The mean and standard deviation of the combined scores from the participants is given in Table 3.
Mean | std | |
---|---|---|
pitching / intonation | 4.83 | 0.37 |
timbre / tone | 3.75 | 0.63 |
quality of bowing | 4.17 | 0.62 |
right-left hand coordination | 4.83 | 0.37 |
authenticity of gamakas | 4.5 | 0.71 |
Overall clarity | 4.33 | 0.55 |
Gamaka scores
This third part of the study addressed Raga Identification, containing audio recordings of short phrases performed by the robot. As mentioned in the introduction section, gamakas in Carnatic music are not just ornaments but a vital part of the rendition of a raga. We recorded characteristic phrases of 11 different ragas - Neelambari, Bhairavi, Arabhi, Kanada, Dhanyasi, Mohanam, Thodi, Sahana, Saveri, Anandhabhairavi and Sindhubhairavi. None of the phrases contained the complete arohanam and avarohanam. This means that not all the notes of each raga were revealed. Thus the participants needed to rely on the gamaka to guess the raga. For instance, the phrase used for the raga sindhubhairavi is | p D P d n s r G r S R S | 5. These swaras are also valid in Thodi but they differ by the gamakas used to perform the phrase. The participants were able to guess all the 11 ragas correctly. The mean and standard deviation of the combined scores from the participants for this section is given in Table 4.
Mean | std | |
---|---|---|
pitching / intonation | 4.67 | 0.55 |
timbre / tone | 3.58 | 0.61 |
quality of bowing | 4.08 | 0.53 |
right-left hand coordination | 4.75 | 0.38 |
authenticity of gamakas | 4.75 | 0.38 |
Overall clarity | 4.58 | 0.53 |
Raga scores
We presented a novel design of a robotic violin player which can play Carnatic music. The left hand design allows the robot to play any position on a string, which supports the production of gamakas. The robot’s dynamic finger tip is designed to adapt to the curvature of the fingerboard. The bowing mechanism has three degrees of freedom. It uses a double roller wheel design with nylon threads spun around the wheels that move across the string to excite it. The two other degrees of freedom vary the pressure exerted and the position of bowing on the string. The bow design also enables the user to change the tightness of the bow hair which is required when performing different styles of music within the genre. Expert listening tests were performed with six professional musicians to evaluate the effectiveness of the robot in playing gamakas. The participants guessed all the ragas correctly, suggesting that the robot can play gamakas, which are the core of Carnatic music.

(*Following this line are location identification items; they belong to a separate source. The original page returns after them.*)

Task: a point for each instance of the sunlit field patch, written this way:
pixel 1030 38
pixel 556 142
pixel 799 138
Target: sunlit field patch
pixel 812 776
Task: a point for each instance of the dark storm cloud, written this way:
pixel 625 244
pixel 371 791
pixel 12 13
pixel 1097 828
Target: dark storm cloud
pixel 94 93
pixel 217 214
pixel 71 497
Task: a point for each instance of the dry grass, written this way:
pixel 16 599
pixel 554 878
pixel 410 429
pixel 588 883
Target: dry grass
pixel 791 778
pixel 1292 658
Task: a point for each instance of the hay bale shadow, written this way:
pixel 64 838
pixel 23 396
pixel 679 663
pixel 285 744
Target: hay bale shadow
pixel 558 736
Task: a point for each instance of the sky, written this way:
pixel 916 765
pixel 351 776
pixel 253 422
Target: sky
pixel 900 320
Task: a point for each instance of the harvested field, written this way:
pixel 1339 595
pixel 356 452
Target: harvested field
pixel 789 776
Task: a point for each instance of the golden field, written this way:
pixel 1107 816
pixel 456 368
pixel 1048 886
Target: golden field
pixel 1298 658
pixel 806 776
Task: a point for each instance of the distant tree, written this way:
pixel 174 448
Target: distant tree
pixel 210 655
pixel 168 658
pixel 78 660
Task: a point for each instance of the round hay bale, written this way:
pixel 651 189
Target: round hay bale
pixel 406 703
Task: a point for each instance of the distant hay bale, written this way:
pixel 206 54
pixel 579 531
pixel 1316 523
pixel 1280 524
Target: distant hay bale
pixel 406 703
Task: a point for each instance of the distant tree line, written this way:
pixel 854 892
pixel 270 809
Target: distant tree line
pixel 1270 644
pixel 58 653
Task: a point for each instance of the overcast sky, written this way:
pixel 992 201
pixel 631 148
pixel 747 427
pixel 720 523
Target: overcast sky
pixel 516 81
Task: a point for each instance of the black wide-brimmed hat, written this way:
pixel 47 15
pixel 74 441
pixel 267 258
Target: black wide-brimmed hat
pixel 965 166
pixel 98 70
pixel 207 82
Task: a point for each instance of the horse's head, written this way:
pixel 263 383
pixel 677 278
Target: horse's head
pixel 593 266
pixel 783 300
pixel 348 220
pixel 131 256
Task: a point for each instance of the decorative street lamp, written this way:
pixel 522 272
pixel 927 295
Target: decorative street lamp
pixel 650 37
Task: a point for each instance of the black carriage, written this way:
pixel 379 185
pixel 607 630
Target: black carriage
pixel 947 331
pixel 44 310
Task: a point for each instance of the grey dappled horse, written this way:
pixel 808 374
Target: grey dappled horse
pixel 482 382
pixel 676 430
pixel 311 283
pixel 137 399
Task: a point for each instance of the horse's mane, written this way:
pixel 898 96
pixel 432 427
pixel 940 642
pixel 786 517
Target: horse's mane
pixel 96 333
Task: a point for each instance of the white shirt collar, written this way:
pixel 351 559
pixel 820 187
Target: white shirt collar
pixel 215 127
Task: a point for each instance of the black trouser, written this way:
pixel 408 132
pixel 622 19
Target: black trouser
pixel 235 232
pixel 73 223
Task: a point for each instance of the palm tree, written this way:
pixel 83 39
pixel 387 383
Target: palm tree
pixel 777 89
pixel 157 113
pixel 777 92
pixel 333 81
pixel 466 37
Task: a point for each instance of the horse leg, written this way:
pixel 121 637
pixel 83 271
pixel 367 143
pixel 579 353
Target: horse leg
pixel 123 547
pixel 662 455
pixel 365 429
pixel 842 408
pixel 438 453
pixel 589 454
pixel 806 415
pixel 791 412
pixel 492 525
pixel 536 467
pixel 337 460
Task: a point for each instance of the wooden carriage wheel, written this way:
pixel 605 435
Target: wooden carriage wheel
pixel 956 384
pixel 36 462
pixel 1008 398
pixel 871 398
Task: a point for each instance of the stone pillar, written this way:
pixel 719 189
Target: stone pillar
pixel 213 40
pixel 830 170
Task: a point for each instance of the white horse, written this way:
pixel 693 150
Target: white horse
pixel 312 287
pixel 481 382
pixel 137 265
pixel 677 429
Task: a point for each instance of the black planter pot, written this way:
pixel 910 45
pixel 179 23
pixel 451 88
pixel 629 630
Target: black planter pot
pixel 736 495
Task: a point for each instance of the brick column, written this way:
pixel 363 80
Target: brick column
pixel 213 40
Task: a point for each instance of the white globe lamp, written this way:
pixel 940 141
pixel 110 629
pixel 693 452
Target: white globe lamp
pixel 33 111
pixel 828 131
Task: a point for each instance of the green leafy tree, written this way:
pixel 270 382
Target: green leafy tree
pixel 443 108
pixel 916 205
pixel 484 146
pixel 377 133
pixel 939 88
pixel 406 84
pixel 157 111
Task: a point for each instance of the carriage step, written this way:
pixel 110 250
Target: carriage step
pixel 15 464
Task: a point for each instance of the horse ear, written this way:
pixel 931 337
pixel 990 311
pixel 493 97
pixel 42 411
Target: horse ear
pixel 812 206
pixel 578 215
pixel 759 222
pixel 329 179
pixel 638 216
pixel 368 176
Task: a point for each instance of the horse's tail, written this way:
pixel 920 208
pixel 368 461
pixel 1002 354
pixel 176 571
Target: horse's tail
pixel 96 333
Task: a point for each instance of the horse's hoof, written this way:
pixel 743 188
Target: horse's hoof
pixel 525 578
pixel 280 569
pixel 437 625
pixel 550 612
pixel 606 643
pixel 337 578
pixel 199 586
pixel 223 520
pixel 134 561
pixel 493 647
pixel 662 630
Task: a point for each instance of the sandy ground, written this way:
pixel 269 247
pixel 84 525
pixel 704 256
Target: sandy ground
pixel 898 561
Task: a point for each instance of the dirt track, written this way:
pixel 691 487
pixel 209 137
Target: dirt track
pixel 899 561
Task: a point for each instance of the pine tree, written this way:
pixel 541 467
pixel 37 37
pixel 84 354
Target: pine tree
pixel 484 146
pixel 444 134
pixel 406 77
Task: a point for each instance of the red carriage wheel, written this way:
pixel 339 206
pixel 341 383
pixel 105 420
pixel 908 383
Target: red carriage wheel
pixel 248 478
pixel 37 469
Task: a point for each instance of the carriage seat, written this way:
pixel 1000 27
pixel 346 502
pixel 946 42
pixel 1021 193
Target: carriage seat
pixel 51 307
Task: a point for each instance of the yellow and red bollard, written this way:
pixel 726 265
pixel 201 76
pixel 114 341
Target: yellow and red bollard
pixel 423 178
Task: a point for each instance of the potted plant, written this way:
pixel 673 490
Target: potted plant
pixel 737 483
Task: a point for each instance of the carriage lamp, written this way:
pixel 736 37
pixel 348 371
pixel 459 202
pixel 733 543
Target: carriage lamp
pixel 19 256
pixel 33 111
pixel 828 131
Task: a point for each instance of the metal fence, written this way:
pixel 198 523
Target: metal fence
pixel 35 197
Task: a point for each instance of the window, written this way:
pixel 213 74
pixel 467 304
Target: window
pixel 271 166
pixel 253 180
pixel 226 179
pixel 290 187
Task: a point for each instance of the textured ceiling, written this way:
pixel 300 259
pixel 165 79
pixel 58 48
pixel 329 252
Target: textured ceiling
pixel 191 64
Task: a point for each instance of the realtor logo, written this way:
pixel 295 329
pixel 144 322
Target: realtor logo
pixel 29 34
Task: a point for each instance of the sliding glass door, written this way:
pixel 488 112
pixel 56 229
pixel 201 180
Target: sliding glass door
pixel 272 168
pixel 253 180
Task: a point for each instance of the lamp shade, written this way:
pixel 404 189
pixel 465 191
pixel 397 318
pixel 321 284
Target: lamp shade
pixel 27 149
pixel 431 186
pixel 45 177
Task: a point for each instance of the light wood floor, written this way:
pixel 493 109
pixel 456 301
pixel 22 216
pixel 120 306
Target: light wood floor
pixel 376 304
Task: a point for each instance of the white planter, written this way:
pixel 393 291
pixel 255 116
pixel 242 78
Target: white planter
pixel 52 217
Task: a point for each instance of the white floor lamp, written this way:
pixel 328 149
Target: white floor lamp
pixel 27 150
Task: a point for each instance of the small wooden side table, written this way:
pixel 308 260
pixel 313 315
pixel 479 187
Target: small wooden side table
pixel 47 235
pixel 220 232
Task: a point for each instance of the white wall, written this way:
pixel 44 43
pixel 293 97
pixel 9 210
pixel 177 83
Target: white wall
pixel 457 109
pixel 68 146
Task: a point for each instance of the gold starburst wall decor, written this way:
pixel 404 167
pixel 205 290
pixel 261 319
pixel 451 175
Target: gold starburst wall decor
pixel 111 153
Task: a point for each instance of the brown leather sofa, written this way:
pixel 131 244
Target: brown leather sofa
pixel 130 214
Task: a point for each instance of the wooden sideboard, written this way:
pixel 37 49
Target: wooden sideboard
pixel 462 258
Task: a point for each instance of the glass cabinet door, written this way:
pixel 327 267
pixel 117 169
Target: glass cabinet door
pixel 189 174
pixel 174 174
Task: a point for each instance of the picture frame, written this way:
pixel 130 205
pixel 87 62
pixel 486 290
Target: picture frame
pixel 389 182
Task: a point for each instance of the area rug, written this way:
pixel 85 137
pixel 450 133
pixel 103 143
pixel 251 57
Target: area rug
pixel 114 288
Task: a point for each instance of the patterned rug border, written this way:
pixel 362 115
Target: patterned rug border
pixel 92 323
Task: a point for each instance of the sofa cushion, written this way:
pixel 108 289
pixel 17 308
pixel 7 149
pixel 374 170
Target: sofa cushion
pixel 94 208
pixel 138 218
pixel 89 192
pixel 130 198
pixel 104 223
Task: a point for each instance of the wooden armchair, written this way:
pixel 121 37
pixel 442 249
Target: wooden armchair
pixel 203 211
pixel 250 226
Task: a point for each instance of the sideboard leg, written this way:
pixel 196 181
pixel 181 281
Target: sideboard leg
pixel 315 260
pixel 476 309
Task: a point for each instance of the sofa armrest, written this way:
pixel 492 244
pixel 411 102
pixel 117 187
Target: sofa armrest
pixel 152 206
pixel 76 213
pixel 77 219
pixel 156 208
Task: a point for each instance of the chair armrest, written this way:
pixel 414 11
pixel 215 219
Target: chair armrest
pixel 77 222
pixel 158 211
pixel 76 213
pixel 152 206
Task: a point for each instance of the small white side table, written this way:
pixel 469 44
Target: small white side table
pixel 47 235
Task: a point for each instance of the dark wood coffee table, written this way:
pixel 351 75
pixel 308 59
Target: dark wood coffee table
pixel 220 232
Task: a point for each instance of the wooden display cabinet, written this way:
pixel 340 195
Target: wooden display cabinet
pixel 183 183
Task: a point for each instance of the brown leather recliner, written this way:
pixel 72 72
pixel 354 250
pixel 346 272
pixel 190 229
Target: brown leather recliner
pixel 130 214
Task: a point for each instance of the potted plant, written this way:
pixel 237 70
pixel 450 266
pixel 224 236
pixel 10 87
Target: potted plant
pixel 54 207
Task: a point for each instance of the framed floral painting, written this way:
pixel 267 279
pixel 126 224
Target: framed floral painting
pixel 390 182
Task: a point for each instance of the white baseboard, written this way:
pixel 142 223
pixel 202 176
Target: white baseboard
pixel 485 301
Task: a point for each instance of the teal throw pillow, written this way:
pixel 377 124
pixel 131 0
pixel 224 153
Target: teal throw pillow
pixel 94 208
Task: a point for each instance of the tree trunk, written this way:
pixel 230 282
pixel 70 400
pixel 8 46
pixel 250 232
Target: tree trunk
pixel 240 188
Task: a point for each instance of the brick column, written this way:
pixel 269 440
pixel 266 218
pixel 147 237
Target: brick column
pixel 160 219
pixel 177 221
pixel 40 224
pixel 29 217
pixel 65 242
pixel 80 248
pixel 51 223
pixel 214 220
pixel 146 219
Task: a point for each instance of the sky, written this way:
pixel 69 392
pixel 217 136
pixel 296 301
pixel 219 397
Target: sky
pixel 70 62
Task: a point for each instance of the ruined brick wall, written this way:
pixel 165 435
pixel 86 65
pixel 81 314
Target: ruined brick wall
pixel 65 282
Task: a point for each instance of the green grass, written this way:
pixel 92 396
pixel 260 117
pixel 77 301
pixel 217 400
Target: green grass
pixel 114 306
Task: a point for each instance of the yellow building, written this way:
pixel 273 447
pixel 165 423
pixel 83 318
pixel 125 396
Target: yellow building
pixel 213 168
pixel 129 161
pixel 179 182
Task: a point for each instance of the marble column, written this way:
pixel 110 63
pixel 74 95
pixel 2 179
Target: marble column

We intend to extend the robot to play multiple strings, to produce better timbre, and to increase playing range. While the robot can play the selected seven gamakas with one finger satisfactorily, some gamakas, such as Spurita would sound better with multiple fingers. We, therefore, plan to add at least one more robotic finger in the next design. The bow pressure modulation in the current design is a combination of feedforward and feedback control with feedback only from the auxiliary encoder. We plan to add force feedback to the design and hope it would improve the bowing quality and the produced timbre.
On the software side, the robot currently only performs pre-recorded sequences and cannot interpret gamakas and improvise. We, therefore, plan to implement an interpreter system that synthesizes gamakas given the swaras and ragas.
We sincerely thank the artists - Embar Kannan, Aarti Ananth Krishnan, Rangappriya Sankaranarayanan, Anusha Sreeram, Sowmya Srinivasan and Ramesh Vinayakam for their participation and valuable feedbacks.